A 2010 Test series, where Pakistan over achieved with a victory over host England at The Oval, may serve Australia well as a blueprint.
This Ashes series Australia can look to Pakistan's example in 2010 at The Oval
It culminated in a smart ESPN blog comparing the two: a wonky, young batting line-up, a clutch of impressive fast bowlers, a misfiring, delusional all-rounder about whom the jury at Test level remains undecided, whimsical selections, an unreconstructed, popular ex-player as new coach, continuing incidents of player indiscipline and an administration of Neros.
It is hard to tell them apart. Perversely, this may be no bad thing for Australia.
It may actually be cause for hope.
Consider the last Pakistan side to take on England on the later's home soil.
That 2010 series now lies overshadowed by the uncovered corruption that saw three Pakistani players serve prison time.
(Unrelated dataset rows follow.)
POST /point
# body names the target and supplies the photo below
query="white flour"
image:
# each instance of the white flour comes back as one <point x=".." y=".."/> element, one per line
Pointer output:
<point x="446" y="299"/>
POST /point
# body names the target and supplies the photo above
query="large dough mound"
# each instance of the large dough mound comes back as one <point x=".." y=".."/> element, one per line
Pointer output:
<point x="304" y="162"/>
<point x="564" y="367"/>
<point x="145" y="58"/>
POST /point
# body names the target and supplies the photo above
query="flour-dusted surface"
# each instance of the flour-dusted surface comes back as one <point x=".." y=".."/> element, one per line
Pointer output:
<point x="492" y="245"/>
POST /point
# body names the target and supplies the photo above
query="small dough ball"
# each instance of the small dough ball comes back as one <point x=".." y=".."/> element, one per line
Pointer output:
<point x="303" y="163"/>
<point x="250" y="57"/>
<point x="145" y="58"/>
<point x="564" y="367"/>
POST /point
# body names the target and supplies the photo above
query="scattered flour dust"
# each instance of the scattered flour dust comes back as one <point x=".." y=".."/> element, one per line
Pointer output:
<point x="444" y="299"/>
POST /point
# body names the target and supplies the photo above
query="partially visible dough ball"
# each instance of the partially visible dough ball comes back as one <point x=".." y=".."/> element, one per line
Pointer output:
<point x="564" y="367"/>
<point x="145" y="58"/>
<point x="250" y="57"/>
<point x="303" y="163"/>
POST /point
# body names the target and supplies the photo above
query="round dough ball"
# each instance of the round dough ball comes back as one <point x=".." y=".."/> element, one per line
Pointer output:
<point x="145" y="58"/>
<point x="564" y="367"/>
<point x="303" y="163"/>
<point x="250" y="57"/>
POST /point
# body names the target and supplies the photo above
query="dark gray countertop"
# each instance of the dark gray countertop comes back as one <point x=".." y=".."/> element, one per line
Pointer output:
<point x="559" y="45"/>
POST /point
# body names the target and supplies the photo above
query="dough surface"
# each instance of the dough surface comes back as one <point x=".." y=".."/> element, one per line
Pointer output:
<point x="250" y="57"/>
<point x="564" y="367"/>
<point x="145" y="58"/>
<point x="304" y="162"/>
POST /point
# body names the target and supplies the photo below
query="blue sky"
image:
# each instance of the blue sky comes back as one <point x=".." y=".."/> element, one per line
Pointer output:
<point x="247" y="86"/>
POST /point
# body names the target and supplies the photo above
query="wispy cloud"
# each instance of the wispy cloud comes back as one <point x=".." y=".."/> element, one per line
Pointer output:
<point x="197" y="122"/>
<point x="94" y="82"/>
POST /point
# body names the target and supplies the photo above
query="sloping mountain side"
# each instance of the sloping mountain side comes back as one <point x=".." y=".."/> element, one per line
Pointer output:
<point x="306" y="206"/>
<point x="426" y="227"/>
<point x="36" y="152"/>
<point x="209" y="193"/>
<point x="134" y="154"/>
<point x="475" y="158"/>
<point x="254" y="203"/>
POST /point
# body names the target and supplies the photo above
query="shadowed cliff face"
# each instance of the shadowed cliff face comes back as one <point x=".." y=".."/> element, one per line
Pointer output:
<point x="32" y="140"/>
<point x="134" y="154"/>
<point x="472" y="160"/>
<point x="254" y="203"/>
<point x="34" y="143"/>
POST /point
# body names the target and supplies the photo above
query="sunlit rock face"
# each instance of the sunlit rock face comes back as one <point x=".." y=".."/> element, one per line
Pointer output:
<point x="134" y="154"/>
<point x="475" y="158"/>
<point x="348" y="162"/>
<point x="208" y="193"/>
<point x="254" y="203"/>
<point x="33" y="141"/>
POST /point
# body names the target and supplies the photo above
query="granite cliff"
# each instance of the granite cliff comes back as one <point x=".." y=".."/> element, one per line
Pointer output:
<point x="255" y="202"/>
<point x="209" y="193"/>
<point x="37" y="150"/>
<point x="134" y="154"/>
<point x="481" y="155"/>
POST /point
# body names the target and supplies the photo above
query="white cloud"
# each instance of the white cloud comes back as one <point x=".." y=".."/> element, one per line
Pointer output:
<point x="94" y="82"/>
Beneath that, the most remarkable fact of that four-Test series was, until the second afternoon of the final Test at Lord's, when England were 102 for seven, Pakistan stood a chance of sharing the series.
But for Stuart Broad and Jonathon Trott's late, 332-run partnership, the series might have ended square at two-all. Which might have been the most outre result since forever, because Pakistan were as dysfunctional a side as any in their history.
Their original Test captain resigned one match into the summer. Already they had chosen to tackle difficult conditions without two of their most experienced and successful middle-order batsmen, leaving them fielding their weakest batting order since the early 1960s.
Their management was clearly negligent and the fielding was clumsy. They were redeemed only by a bowling attack that could occasionally make up for all of the above.
Pakistan's batting was so brittle, they were bowled out for under 100 three times in four Tests.
That they won even a Test, the third one at The Oval, is nothing short of miraculous.
That they won it when their captain and best bowlers were supposedly trying to fix the result is downright outrageous.
It is even more outrageous than the current Australia pulling off a similar result.
The England side that lost at The Oval was not only very similar to this one, it was arguably stronger.
Seven players who played in that Test played in the last one, the Ashes victory at Lord's. If that batting order had Eoin Morgan in it, now seen more dubiously as a Test prospect, then he was still cresting early success in his career.
Graeme Swann had yet to fall into the little dip with injuries and Steven Finn was on an upper as well.
Perhaps most crucially, they had Paul Collingwood in the middle order.
It is with that defeat in mind that ideas of whitewashing Australia in the current series sound just a little unbecoming or, conversely, that Australia might sneak a result, not altogether preposterous.
That result was not all that long ago; England have soared and dipped and levelled out since then.
Australia's bowling is not as well-rounded as that Pakistan attack, but only in hindsight.
At the time, beyond Mohammad Asif and Mohammad Amir, Pakistan's attack looked shallow: Saeed Ajmal was not yet established in the Test XI and Wahab Riaz was making a debut that turned out to be a deceptive arrival.
Australia's fast bowlers have troubled England's top order in every innings across the two Tests; 11 for 2 at Trent Bridge, 28 for 3 and 30 for 3 at Lord's. If they can build on that early initiative and translate it into a lower English total than they have managed so far, then who knows?
It would help if they recognised the obvious and played their best spinner, Nathan Lyon.
The key will be the batting.
At The Oval, Pakistan made 308 in their first innings, their highest of the series.
That platform was set by the return of Mohammad Yousuf, who made only 56, but did it with such ease and authority that it emboldened others, hitherto terrified, around him.
Most notably, young Azhar Ali finished unbeaten on 92. That is a template Australia can attempt to emulate, beginning at Old Trafford on Wednesday.
It does not even require Michael Clarke to bat so big; it merely requires of him to repeat and prolong the kind of partnership he constructed with Usman Khawaja in the second innings at Lord's.
England are a good side, much the superior, as they were in 2010 against Pakistan.
But just as then, that does not mean they cannot be beaten.